The findings showed that the galaxy was born in the first one billion years after the Big Bang.
Being able to image an object born within the first billion years is remarkable, because the universe was too hot and too uniform to form anything for the first 400 million years, the researchers said.
"The Big Bang happened 13.7 billion years ago, and now we are seeing this galaxy from 12.8 billion years ago, so it was forming within the first billion years after the Big Bang," said Min Yun, astrophysicist at the University of Massachusetts at Amherst, in the US.
"We always knew there were some out there that are enormously large and bright, but they are invisible in visible light spectrum because they are so obscured by the thick dust clouds that surround their young stars."
"So our best guess is that the first stars and galaxies and black holes all formed within the first half a billion to one billion years. This new object is very close to being one of the first galaxies ever to form," Yun said.

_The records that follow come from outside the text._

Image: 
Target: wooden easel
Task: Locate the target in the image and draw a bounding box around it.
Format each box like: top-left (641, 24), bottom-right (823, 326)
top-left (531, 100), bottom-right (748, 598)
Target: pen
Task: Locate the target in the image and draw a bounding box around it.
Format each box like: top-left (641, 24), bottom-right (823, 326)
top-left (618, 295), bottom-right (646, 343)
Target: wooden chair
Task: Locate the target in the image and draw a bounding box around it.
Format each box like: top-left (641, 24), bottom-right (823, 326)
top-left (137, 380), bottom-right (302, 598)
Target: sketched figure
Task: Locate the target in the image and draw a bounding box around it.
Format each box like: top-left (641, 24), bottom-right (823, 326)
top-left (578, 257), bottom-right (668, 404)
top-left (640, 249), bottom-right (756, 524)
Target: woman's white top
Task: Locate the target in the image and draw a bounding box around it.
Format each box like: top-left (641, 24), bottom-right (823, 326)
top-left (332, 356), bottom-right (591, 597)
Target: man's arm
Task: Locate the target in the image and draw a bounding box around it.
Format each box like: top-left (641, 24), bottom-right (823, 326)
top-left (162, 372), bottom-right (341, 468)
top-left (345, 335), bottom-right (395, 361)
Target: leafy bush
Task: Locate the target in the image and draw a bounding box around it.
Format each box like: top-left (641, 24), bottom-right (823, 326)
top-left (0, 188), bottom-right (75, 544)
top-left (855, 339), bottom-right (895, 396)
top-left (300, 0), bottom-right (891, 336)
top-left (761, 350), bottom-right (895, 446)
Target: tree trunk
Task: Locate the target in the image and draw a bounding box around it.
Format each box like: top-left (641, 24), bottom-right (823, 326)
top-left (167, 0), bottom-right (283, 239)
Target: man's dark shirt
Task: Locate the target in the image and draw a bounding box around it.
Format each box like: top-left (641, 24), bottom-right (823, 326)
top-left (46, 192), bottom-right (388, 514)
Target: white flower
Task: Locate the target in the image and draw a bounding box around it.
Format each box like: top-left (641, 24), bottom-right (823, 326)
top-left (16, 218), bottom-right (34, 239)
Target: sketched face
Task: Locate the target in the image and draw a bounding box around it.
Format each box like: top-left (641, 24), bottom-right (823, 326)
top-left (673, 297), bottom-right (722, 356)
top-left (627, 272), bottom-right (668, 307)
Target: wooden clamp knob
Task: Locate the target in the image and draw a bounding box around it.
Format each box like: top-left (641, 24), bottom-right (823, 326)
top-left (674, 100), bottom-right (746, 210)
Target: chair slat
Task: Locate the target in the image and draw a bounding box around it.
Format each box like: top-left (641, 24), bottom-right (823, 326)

The new object, detailed in the journal Nature Astronomy, was detected using a Large Millimeter Telescope (LMT), jointly operated by the University of Massachusetts Amherst and Mexico's Instituto Nacional de Astrofisica, Optica y Electronica, located on the summit of a 15,000-feet extinct volcano in Mexico.
It is the oldest object ever detected by the LMT and at present there is only one other, slightly older and more distant object like this known, the researchers noted.